Juvenile myelomonocytic leukemia (JMML) accounts for 2% of all childhood leukemias, affecting the youngest children – typically just a year old – and the prognosis is grim, with survival ranging from 10 months to four years. So it's vital to start treatment, typically bone marrow transplants, quickly.

Current diagnostic methods take weeks.
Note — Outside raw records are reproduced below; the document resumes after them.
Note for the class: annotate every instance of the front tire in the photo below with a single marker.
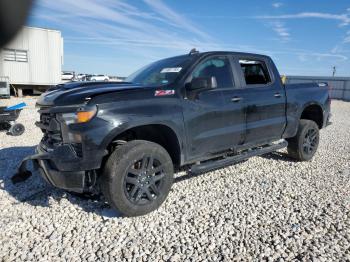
(304, 145)
(137, 177)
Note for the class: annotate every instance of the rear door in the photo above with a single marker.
(213, 122)
(264, 99)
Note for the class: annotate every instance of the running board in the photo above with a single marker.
(216, 164)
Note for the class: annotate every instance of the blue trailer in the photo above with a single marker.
(8, 117)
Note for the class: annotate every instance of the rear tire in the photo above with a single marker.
(304, 145)
(137, 177)
(17, 129)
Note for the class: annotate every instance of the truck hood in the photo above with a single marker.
(78, 93)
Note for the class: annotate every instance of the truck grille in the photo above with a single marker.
(51, 129)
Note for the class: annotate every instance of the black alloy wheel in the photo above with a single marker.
(144, 180)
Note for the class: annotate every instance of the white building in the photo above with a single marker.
(33, 60)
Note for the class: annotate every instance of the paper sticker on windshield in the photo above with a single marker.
(164, 92)
(171, 70)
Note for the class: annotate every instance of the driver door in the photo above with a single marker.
(213, 122)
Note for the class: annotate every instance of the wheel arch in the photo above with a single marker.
(313, 111)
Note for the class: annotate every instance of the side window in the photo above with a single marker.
(255, 72)
(219, 67)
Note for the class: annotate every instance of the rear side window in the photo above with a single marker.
(219, 67)
(255, 72)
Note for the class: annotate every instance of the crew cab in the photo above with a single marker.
(200, 111)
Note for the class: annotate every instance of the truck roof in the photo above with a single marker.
(243, 54)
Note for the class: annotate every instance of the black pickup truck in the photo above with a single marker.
(197, 112)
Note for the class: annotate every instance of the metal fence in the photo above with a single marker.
(339, 86)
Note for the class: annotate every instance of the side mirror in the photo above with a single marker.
(202, 83)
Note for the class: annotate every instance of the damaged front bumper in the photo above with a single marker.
(62, 168)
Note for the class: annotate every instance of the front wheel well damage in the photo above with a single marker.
(314, 113)
(160, 134)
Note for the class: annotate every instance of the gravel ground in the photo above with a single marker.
(267, 207)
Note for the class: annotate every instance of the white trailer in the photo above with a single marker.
(33, 60)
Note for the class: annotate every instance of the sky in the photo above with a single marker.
(116, 37)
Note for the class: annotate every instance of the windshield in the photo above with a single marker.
(161, 72)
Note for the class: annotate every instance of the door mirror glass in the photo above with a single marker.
(203, 83)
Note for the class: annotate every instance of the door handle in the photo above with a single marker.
(236, 99)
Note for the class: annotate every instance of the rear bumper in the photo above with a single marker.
(63, 169)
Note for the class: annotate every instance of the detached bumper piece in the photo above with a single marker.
(60, 168)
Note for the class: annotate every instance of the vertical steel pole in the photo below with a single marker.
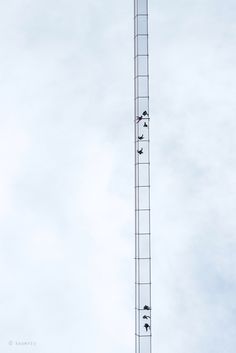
(143, 308)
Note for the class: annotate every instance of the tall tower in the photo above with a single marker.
(143, 323)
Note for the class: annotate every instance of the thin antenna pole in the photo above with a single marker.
(143, 323)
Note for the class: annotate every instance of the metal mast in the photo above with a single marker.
(143, 324)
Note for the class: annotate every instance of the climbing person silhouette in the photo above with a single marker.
(141, 137)
(147, 327)
(145, 317)
(146, 307)
(139, 118)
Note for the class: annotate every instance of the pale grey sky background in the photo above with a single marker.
(66, 175)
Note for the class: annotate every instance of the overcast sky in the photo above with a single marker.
(66, 176)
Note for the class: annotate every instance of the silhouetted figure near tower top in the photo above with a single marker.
(145, 113)
(147, 327)
(139, 118)
(140, 151)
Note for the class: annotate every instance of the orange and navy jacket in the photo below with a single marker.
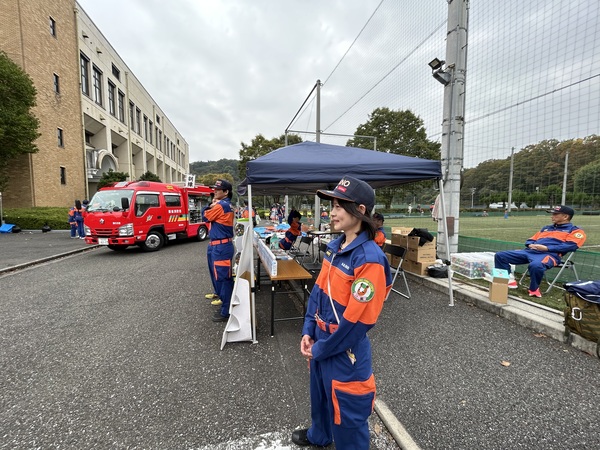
(380, 237)
(291, 234)
(559, 239)
(359, 277)
(221, 218)
(75, 214)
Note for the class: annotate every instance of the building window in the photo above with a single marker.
(138, 118)
(121, 106)
(85, 74)
(132, 115)
(56, 84)
(116, 73)
(97, 85)
(52, 27)
(111, 98)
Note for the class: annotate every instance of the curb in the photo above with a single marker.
(538, 318)
(46, 259)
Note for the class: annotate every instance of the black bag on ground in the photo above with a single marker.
(438, 271)
(582, 314)
(424, 235)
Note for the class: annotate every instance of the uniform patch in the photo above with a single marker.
(363, 290)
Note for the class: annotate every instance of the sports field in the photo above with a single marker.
(496, 233)
(517, 228)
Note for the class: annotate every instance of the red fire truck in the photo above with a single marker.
(145, 213)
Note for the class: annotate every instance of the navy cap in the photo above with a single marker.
(223, 185)
(353, 190)
(562, 209)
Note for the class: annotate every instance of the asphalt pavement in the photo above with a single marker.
(475, 375)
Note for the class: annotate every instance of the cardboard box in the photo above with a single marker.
(413, 242)
(472, 265)
(419, 268)
(499, 292)
(399, 235)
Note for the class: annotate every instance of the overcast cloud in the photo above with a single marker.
(226, 70)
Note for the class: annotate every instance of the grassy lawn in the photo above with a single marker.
(517, 228)
(514, 229)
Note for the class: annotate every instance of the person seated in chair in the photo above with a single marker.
(293, 232)
(380, 236)
(544, 249)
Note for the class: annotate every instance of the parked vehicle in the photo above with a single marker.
(145, 213)
(501, 206)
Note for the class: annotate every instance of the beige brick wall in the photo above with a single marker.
(28, 41)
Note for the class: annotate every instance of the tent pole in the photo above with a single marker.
(445, 225)
(252, 284)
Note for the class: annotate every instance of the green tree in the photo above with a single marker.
(112, 177)
(18, 125)
(261, 146)
(401, 133)
(150, 176)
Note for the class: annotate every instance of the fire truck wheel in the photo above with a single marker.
(202, 233)
(154, 241)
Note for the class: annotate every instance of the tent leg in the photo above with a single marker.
(252, 283)
(445, 225)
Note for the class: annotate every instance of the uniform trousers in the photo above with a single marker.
(539, 262)
(219, 265)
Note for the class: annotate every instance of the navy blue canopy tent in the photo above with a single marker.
(303, 168)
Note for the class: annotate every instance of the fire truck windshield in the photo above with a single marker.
(109, 200)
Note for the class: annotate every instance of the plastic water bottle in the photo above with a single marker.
(274, 242)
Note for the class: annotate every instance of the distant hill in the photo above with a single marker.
(230, 166)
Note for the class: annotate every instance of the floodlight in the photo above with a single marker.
(442, 77)
(436, 64)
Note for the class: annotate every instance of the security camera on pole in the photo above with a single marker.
(452, 74)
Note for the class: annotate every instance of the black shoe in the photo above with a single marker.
(219, 318)
(300, 437)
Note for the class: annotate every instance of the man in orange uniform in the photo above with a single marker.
(544, 249)
(220, 249)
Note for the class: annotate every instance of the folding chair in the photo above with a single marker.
(566, 263)
(399, 252)
(313, 266)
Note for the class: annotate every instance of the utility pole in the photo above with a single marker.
(453, 121)
(564, 197)
(512, 162)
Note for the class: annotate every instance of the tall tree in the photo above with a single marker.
(261, 146)
(18, 125)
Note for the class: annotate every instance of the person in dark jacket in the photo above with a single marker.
(293, 232)
(544, 249)
(76, 215)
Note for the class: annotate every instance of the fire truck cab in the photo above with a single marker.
(145, 213)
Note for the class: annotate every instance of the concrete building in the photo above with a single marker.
(94, 113)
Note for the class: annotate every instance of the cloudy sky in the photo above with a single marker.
(226, 70)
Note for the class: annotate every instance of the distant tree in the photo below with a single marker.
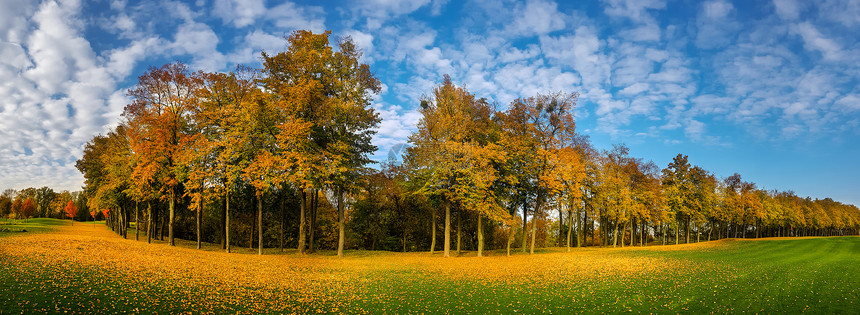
(28, 208)
(71, 210)
(158, 118)
(331, 91)
(455, 156)
(5, 206)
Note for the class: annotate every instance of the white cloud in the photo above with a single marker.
(788, 9)
(538, 17)
(715, 28)
(846, 12)
(814, 40)
(54, 94)
(239, 12)
(289, 16)
(201, 42)
(636, 10)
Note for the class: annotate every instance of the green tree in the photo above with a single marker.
(158, 119)
(331, 91)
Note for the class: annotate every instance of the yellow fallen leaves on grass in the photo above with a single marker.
(214, 281)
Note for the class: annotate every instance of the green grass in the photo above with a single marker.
(38, 225)
(817, 275)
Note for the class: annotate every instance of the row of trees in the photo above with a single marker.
(282, 152)
(43, 203)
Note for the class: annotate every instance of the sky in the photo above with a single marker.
(766, 89)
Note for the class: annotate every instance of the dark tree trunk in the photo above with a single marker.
(459, 230)
(149, 227)
(283, 220)
(525, 226)
(480, 236)
(260, 222)
(341, 225)
(172, 215)
(433, 231)
(534, 224)
(227, 220)
(447, 245)
(136, 221)
(199, 217)
(302, 206)
(313, 224)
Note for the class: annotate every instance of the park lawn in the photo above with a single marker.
(86, 268)
(39, 225)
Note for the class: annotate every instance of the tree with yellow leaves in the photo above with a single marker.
(455, 157)
(329, 93)
(158, 119)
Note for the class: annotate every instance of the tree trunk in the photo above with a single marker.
(199, 216)
(560, 227)
(260, 223)
(459, 230)
(580, 232)
(676, 232)
(711, 229)
(283, 220)
(687, 232)
(433, 231)
(341, 216)
(302, 206)
(615, 237)
(525, 226)
(253, 224)
(534, 225)
(227, 220)
(697, 233)
(172, 215)
(223, 228)
(570, 227)
(480, 236)
(510, 239)
(136, 221)
(447, 244)
(149, 228)
(312, 227)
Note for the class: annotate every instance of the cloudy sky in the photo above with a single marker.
(768, 89)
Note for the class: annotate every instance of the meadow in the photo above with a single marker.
(59, 266)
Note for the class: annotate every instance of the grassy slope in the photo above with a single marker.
(766, 276)
(39, 225)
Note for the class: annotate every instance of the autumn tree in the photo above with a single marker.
(678, 190)
(158, 120)
(71, 210)
(28, 208)
(328, 92)
(456, 156)
(544, 125)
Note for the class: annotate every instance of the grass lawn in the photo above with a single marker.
(39, 225)
(86, 268)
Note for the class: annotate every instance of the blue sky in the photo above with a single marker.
(768, 89)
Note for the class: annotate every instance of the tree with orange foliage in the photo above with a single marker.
(71, 210)
(158, 117)
(541, 125)
(323, 96)
(456, 156)
(28, 207)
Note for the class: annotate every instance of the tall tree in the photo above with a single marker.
(331, 91)
(158, 118)
(546, 124)
(456, 157)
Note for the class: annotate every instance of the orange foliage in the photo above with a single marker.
(71, 210)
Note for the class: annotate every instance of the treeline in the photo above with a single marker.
(43, 203)
(278, 157)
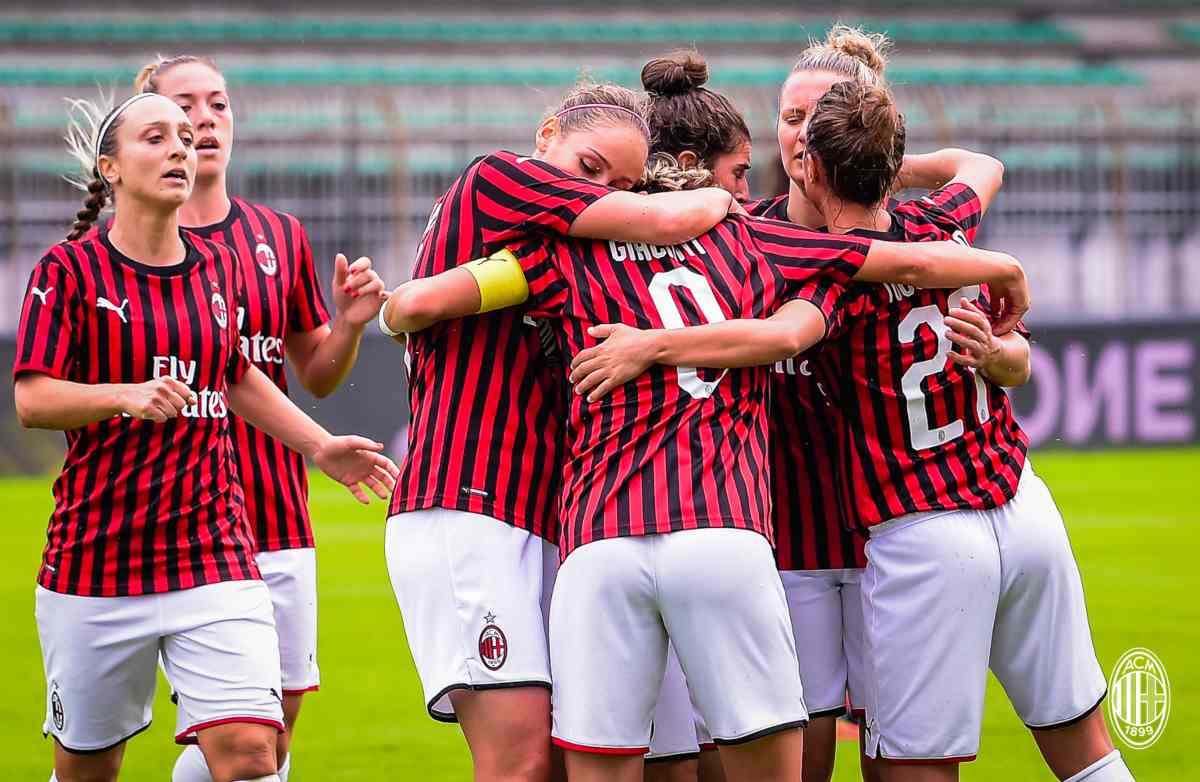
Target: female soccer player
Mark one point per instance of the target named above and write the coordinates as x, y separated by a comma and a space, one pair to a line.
129, 344
474, 507
699, 128
969, 560
283, 314
707, 278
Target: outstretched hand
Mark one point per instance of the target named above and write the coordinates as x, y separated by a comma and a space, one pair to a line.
355, 461
623, 354
358, 290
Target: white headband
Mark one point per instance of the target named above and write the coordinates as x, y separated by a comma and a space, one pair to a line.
112, 118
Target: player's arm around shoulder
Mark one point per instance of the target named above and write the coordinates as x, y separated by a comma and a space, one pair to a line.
1005, 360
480, 286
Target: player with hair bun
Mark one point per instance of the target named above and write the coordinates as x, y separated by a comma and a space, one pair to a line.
129, 344
474, 521
282, 317
969, 561
695, 125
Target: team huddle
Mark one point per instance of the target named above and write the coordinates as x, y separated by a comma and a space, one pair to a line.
688, 477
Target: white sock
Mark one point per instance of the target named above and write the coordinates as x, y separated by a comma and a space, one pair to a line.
1110, 768
191, 767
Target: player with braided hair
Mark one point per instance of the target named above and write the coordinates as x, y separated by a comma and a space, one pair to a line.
129, 346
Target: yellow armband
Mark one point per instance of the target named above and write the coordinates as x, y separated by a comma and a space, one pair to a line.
501, 281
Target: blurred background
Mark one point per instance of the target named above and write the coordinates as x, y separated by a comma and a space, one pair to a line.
357, 115
358, 120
But researchers at Stanford University School of Medicine (Stanford, California) and the University of California, San Francisco, have put a new spin on a well-known cell-sorting technique that may provide physicians with a diagnosis in just a few hours.

"JMML poses a couple of challenges," Nikesh Kotecha, PhD, told Medical Device Daily. "One is that the clinical presentation of JMML is not easy to detect. It looks like a lot of other common infections like HPV and even the common cold. So from a clinical standpoint, before you diagnose JMML, you do a rule-out diagnosis; then you want to confirm it with blood chemistry tests."

When a child has JMML, the body tells too many blood stem cells to develop into two types of white blood cells called myelocytes and monocytes. Some of the blood stem cells never mature and are called blasts. Eventually the myelocytes, monocytes and blasts crowd out the red blood cells and platelets in the bone marrow and the child will start to have symptoms, such as infections and anemia.

Kotecha said that immunology, signaling biology, medicine, statistics and informatics are combined in a multidisciplinary technique to produce the diagnosis. Flow cytometry, in which fluorescently labeled antibodies are used to classify and sort cells based on proteins displayed on their outer surface, is used with a new twist.

Small holes are made in the cell membrane prior to sorting. The holes allow other antibodies to enter the cell and bind to signaling molecules involved in the cell's internal monologue – in this case, a protein called STAT5.

Kotecha and his collaborators used an antibody that binds only to the activated, or phosphorylated, version of the protein to determine the signaling status of the pathway in individual cells exposed to a variety of conditions.

"In our technique, we use flow cytometry," Kotecha said. "The new thing is that we're not only looking at the types of cells. We have a new protocol to look at not only cell surface level but also at cell-signaling level. Signaling is really important because it gives you a way to understand the mechanisms."

A reliable indicator of JMML cells is their tendency to proliferate in response to very low levels of a growth-stimulating factor called GM-CSF; normal cells respond only at higher levels. But it can take two to three weeks to grow enough cells in the lab to get a definitive answer.

Kotecha knew that GM-CSF activates a particular cellular signaling cascade called the JAK-STAT pathway. Although that pathway had not previously been directly implicated in JMML, Kotecha used an antibody that binds only to activated STAT5 to determine whether the cells of 12 patients with JMML displayed abnormally high levels of the protein in response to low doses of GM-CSF. Eleven of the 12 did so, confirming the involvement of the STAT pathway in the disorder.

This technique shows promise in diagnosing other types of leukemia, follicular lymphoma, and could also be used as a tool in drug discovery.

"It's a really good way of trying to get at diseases that incorporate cell type as a dimension," he said. "With traditional biochemistry methods, it isn't easy to do."